Beneath the battle of the operating systems (Windows vs.UNIX) there one argumentation after deciding for running oracle on Linux: The choice of the file system and the “correct” partition layout.
This article will sum up what file system are certified for running oracle on Linux (and other platforms as well) and will especially discuss the available file systems on Linux. My opinion regarding an optimal partition layout is written here.
Recommendations regarding the partition layout can be found in an older post here.
File system basics
What is a file system?
Before wring a definition myself lets take a look what Wikipedia tells us a file system is:
[…] a method for storing and organizing computer files and the data they contain to make it easy to find and access them. File systems may use a data storage device such as a hard disk or CD-ROM and involve maintaining the physical location of the files, they might provide access to data on a file server by acting as clients for a network protocol (e.g., NFS, SMB, or 9P clients), or they may be virtual and exist only as an access method for virtual data (e.g., procfs).
More formally, a file system is a special-purpose database for the storage, organization, manipulation, and retrieval of data.

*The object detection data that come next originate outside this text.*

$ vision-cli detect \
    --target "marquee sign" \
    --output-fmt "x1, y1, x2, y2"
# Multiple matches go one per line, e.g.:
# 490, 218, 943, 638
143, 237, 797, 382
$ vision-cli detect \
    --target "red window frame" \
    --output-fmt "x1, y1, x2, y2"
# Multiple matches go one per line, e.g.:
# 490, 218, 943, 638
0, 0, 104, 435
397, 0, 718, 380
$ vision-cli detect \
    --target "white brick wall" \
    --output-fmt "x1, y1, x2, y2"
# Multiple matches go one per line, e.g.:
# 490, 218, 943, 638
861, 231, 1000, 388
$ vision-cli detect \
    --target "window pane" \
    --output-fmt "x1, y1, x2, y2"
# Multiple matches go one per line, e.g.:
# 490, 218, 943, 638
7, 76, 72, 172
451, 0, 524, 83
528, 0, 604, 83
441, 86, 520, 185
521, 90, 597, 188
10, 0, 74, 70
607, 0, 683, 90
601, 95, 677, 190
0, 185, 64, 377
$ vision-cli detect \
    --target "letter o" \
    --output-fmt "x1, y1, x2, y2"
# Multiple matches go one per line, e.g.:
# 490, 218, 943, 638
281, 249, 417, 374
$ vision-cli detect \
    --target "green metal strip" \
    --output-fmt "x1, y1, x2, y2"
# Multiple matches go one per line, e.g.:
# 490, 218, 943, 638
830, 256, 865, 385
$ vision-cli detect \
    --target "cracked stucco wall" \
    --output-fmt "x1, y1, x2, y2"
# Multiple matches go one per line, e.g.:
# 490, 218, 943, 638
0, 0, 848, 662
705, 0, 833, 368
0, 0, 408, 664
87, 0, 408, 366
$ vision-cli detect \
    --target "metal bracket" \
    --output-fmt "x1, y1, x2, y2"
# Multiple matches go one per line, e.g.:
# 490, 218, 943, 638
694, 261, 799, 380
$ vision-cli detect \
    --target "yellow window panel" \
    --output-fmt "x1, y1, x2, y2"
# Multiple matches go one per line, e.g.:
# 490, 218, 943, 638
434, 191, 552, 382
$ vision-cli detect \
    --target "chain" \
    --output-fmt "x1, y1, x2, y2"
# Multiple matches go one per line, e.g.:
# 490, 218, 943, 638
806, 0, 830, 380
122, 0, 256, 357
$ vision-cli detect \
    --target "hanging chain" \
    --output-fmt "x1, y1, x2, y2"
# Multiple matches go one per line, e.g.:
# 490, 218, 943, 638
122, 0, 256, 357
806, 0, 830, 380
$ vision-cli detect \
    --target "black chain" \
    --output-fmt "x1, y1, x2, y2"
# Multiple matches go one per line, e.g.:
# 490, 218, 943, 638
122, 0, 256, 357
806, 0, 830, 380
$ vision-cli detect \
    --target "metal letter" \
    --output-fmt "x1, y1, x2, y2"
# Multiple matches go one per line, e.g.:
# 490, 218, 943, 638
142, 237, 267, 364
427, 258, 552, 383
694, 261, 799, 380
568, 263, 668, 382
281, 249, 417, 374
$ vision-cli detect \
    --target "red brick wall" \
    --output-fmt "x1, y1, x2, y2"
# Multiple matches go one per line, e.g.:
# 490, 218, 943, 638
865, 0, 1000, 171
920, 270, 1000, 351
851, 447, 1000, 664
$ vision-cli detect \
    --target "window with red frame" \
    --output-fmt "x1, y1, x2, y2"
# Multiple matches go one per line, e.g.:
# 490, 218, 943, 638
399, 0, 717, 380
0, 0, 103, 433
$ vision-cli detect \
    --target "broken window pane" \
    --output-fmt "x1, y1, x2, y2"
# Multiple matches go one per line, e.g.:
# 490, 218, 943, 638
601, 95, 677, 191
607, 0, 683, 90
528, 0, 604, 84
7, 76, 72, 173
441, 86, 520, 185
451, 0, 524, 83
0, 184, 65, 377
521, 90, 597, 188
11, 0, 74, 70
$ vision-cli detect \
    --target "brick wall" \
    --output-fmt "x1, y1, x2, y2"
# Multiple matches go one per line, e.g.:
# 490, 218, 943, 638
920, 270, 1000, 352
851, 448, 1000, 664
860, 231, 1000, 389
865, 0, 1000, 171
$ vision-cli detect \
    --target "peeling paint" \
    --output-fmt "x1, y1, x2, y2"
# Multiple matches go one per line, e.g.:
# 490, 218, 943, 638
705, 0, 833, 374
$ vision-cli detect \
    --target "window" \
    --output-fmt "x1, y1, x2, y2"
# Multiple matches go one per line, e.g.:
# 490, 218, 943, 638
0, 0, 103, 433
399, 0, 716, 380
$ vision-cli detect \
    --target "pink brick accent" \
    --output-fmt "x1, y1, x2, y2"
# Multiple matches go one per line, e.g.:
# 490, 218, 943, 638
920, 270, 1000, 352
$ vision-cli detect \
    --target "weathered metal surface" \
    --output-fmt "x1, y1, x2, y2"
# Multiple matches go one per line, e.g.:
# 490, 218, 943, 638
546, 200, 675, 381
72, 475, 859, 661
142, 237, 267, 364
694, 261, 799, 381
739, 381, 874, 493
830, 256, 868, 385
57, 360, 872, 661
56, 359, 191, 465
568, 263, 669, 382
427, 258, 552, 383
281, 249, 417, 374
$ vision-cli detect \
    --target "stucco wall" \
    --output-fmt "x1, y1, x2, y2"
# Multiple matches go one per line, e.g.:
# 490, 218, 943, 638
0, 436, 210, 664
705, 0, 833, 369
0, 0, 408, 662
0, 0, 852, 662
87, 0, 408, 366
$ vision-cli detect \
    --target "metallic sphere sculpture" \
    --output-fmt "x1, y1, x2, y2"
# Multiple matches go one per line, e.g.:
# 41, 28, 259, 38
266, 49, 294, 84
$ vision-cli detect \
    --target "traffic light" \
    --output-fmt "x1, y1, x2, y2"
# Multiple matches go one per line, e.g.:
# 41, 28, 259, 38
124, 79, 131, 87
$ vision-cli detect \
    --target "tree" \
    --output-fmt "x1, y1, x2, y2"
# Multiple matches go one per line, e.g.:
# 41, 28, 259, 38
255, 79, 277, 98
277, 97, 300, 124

For the DBA a file system is the place he stores all the database-related files (data files, redo logs, archive logs, (s)pfile, bkacups) in if he is not using ASM or Raw disks :-)
File system features
For running databases the following features are most important:
- Robust/Reliable: In my opinion THE most important feature. Losing data due to bugs in the file system is extremely annoying and unnecessary.
- Full data journaling/meta data-only journaling: This mechanism prevents a complete file system check after a crash which might take several hours on large file systems. When running oracle databases a meta data-only journaling (i.e. file creations, deletes are journaled but not the changed data) is superior over a full journaling file system because the database already does data journaling.
- Resizing: The file system should generally have the ability to resize the file system (grow and shrink).
- Online Resizing: A superior file system should have the ability to perform the resize operations online to minimize downtimes.
- Widely used: A file system should be used by as many users as possible around the world so bugs can be found faster.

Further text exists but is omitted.